Tiananmen Square, Challenger explode, the Berlin Wall come down,
the Twin Towers come down, Brexit, Mount St Helens erupting...

..as stated by others on here...

Plus, as a lifelong ant-nuclear protestor/worrier, the 3 Mile Island meltdown, Chernobyl meltdown, the 2011 Tōhoku Earthquake/ Tsunami was another and the Greenham Common movement in the early 80's (I attended) in the UK.

The Miner's Strikes too.

Phew...such a lot!

SJD x
ArishMell · 70-79, M
@SammyJo Don't fall into the trap of putting those three separate power-station disasters in one basket, though. The Japanese one did provoke a remarkably illogical decision by the German government, to end its own nuclear-power generation.

I'd discount Mt. St. Helens too. Volcanic eruptions are parts of natural processes rather than anything humanly historical, notwithstanding the deaths and damage they cause; and are historically quite common.

I'd add Chairman Mao Tse-Tung's "Cultural Revolution" to your list, and it cost many more lives and livelihoods, and far more harm to the nation generally, than the Tianenmen Square Massacre.

Appalling though those murders were, the awful tragedy of the latter was that not only that the protests achieved absolutely nothing, but as far as China is concerned it never happened.

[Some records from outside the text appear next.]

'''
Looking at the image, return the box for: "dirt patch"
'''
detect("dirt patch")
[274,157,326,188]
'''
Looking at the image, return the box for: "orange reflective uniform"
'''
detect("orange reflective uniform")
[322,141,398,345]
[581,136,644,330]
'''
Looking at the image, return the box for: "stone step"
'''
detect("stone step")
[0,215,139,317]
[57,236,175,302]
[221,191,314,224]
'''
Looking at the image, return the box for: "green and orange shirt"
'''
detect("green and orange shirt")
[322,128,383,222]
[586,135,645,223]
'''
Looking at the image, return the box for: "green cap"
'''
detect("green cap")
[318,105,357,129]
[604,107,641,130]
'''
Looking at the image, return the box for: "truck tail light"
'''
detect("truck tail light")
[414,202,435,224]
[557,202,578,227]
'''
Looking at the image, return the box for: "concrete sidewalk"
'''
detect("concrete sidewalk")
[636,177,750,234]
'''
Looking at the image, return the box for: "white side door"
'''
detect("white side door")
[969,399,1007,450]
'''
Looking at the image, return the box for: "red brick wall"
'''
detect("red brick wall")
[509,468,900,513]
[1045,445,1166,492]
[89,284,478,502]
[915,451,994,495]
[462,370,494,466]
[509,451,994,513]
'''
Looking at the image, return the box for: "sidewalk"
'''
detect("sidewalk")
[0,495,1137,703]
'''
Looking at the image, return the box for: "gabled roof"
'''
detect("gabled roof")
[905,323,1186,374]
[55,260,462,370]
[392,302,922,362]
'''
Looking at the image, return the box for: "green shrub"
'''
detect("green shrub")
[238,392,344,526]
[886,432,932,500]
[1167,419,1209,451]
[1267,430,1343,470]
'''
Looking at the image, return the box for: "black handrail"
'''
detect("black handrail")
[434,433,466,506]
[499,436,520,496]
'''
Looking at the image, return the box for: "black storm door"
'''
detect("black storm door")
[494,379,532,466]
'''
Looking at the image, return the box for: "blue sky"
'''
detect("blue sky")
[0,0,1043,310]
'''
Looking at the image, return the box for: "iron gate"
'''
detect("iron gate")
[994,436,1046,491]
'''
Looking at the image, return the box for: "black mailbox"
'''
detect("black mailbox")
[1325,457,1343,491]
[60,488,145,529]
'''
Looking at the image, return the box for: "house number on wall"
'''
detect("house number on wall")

Not even admitted as some sort of dreadful blunder by some over-zealous Red Army commander used as a convenient scapegoat. It has been carefully and thoroughly expunged from the country's history. Mention it to many younger Chinese now and they would genuinely not know what you are talking about.


Neither did Greehman Common, and the shower who similarly encamped near RNB Faslane, achieve anything but at least the authorities largely tolerated them as long as they did nothing illegal like crimimal damage. The government did not send in the tanks as the Beijing one would have done. Maybe that is what is significant about those protests in the UK - not their message but their being allowed to message.
@SammyJo And you will get to see the large scale revival of nuclear power.
SammyJo · 56-60, F
@ArishMell Whilst history is history, it's all personable and about the individual's lifetime. So, whilst I can see the importance of, say, the Vietnam war, the political assassinations in the US in the 60's, Flower Power, Mao Tse-Tung's 'Cultural Revolution', Moon Landings...that was all a bit before I was born - 23rd May, 1970.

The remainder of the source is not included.